Along the way, she points out the bark of a tree that is brewed into a tea and used to stop fevers and diarrhea, a bright orange flower that can cure an earache and leaves that are used to treat snakebites.
Passing on her ancestors’ traditional knowledge of plant medicine is particularly important right now, she says, since the government has cut budgets for health care workers in indigenous communities. She's also constantly teaching the community how to plant and harvest plantations of bananas, sugarcane, potatoes, peanuts, acai and cassava, according to Nazaré’s daughter, Karota Waiapi, 20, who Nazaré hopes will follow in her footsteps and become a chief someday.
“She always tells me to be chief in the future, to talk to all the relatives, to talk with the young people as well, so that the young people speak what she says,” Karota said.
Nazaré shows how to clear small areas of forest for their plantations using controlled fires and emphasizes the importance of moving the location of community plantations every few years in order to let the forest regenerate.
She also teaches them how to fish, weave baskets out of palm fronds and spin spools of locally grown cotton. She shows them how to use their staple crop, cassava, to make flatbread, tapioca and a milky colored fermented drink called Caxiri — all to ensure her people’s survival and autonomy.

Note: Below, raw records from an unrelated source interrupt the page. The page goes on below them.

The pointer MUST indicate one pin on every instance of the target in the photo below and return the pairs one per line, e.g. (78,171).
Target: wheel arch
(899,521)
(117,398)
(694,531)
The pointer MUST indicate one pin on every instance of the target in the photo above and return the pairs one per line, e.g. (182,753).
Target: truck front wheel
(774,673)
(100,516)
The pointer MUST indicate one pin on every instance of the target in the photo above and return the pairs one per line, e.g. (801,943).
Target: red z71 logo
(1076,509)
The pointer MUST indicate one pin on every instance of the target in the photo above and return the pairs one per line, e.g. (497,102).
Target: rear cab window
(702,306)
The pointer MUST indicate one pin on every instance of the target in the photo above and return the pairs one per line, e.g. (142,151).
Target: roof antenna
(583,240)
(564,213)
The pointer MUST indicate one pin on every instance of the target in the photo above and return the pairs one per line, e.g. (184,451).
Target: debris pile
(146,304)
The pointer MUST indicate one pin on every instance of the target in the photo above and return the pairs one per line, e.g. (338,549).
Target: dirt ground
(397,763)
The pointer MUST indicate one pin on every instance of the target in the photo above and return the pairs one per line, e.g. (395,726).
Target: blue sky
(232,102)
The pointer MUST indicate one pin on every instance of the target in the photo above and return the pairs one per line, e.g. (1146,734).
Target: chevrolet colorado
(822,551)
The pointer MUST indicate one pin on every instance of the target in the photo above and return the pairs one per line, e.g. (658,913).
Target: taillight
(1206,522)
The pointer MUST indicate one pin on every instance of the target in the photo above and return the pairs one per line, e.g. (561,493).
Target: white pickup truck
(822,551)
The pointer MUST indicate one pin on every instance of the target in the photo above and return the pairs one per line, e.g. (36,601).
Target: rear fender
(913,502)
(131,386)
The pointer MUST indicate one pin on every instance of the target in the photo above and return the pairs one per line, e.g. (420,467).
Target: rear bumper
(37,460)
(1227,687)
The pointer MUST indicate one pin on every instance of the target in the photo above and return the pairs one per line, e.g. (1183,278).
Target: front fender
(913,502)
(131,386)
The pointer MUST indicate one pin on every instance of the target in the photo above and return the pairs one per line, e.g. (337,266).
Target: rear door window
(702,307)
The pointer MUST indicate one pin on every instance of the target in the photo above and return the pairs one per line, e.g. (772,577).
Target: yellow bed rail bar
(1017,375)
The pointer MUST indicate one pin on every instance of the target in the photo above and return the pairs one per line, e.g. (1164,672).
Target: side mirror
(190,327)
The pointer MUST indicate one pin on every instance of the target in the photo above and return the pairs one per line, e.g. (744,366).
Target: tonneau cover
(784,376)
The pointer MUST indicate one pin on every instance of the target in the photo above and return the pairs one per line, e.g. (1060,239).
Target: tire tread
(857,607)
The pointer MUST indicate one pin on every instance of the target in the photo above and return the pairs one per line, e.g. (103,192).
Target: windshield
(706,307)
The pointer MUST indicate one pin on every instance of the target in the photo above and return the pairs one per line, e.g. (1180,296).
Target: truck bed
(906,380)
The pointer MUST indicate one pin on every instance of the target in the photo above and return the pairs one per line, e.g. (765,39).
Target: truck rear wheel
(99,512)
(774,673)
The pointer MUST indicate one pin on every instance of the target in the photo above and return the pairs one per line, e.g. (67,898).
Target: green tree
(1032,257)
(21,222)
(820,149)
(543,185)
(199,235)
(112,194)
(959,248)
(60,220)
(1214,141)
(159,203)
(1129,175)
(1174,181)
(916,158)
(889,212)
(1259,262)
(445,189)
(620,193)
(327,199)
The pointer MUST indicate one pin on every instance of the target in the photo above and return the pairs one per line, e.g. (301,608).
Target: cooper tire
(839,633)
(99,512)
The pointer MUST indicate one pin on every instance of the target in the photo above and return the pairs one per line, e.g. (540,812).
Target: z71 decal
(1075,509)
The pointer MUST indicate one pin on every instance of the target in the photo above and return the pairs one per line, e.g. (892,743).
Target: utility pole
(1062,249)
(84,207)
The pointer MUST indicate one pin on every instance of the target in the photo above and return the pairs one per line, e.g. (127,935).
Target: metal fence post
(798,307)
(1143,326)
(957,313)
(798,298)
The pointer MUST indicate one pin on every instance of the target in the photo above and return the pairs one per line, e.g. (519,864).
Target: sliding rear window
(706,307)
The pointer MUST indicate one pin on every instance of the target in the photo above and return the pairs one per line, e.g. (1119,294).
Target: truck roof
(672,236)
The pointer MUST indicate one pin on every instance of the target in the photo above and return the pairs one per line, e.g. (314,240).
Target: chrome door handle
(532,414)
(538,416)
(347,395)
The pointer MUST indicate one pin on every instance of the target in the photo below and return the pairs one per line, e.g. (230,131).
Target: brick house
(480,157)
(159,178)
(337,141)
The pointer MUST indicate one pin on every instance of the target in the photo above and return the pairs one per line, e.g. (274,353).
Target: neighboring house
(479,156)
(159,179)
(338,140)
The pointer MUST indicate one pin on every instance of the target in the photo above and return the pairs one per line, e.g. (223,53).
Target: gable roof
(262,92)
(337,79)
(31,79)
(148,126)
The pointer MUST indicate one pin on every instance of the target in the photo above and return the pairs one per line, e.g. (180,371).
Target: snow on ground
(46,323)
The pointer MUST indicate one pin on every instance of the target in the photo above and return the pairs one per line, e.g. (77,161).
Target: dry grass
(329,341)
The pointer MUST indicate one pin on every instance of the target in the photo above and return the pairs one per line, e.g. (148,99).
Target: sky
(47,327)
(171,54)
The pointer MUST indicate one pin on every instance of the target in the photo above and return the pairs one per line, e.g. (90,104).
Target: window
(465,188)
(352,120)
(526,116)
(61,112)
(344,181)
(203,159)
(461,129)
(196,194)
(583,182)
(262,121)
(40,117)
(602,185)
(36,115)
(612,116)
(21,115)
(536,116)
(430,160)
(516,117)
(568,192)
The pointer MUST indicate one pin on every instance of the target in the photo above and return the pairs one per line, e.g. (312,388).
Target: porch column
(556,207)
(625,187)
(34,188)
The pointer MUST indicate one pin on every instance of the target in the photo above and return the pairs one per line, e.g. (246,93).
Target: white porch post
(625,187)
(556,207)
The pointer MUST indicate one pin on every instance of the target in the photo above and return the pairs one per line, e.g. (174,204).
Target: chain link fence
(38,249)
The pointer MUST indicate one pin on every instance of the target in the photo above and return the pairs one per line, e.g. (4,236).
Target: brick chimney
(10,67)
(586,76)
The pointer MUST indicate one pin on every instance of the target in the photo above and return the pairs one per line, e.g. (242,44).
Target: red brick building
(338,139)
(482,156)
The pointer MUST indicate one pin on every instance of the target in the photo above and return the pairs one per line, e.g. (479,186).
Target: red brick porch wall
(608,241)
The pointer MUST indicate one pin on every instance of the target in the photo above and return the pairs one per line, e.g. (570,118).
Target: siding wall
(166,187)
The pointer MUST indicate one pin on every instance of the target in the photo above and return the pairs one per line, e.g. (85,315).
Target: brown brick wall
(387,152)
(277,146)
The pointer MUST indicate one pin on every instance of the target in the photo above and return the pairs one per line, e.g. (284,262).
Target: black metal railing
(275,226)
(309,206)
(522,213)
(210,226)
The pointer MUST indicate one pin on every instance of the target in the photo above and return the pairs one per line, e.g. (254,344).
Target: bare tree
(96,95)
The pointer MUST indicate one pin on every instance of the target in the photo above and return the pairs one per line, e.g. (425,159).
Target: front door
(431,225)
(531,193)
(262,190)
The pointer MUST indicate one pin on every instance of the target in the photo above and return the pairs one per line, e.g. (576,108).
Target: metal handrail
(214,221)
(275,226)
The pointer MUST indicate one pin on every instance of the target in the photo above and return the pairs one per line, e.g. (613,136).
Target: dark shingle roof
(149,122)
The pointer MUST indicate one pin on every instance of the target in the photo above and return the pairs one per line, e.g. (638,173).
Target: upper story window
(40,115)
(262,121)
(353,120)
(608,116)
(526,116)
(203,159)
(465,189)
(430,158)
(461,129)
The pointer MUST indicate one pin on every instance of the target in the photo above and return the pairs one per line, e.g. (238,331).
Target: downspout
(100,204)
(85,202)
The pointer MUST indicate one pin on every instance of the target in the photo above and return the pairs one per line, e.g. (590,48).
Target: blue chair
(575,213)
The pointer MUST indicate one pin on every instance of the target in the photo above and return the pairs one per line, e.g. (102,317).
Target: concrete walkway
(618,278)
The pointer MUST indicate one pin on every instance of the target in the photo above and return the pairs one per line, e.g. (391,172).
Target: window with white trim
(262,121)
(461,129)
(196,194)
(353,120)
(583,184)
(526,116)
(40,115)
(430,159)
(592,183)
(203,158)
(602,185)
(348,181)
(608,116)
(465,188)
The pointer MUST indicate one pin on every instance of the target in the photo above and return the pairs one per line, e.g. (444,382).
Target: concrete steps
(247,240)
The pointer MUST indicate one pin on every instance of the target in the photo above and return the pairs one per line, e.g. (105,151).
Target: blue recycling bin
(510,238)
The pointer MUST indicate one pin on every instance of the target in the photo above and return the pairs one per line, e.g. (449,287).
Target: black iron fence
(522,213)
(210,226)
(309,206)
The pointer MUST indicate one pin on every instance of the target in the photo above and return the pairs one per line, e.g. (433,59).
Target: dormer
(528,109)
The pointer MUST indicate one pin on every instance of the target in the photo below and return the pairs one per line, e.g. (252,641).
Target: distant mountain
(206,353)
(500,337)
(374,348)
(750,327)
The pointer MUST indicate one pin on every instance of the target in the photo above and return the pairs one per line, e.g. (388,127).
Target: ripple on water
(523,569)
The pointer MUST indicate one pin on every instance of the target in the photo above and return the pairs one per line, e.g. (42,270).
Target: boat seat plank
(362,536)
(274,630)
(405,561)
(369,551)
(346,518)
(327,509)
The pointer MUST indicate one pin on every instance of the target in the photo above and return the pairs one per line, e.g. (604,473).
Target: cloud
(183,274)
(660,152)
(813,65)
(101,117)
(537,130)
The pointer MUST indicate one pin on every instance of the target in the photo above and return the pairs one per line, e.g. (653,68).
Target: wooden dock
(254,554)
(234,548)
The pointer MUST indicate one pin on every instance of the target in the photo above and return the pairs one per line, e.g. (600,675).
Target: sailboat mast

And in spite of the ongoing threats from the outside world, she teaches them to celebrate, to sing and to dance.
At a festive party one afternoon, she rallies the women of her village to gather in a line, holding hands, teaching them a song that has been passed on for generations.
“We are singing for the butterfly,” Nazaré said. According to Waiapi legend, butterflies are constantly flying around tying invisible strings that hold the planet in place. If we don't take care of the butterflies and their home, she says, they will not be happy and will stop working, causing the earth to fall.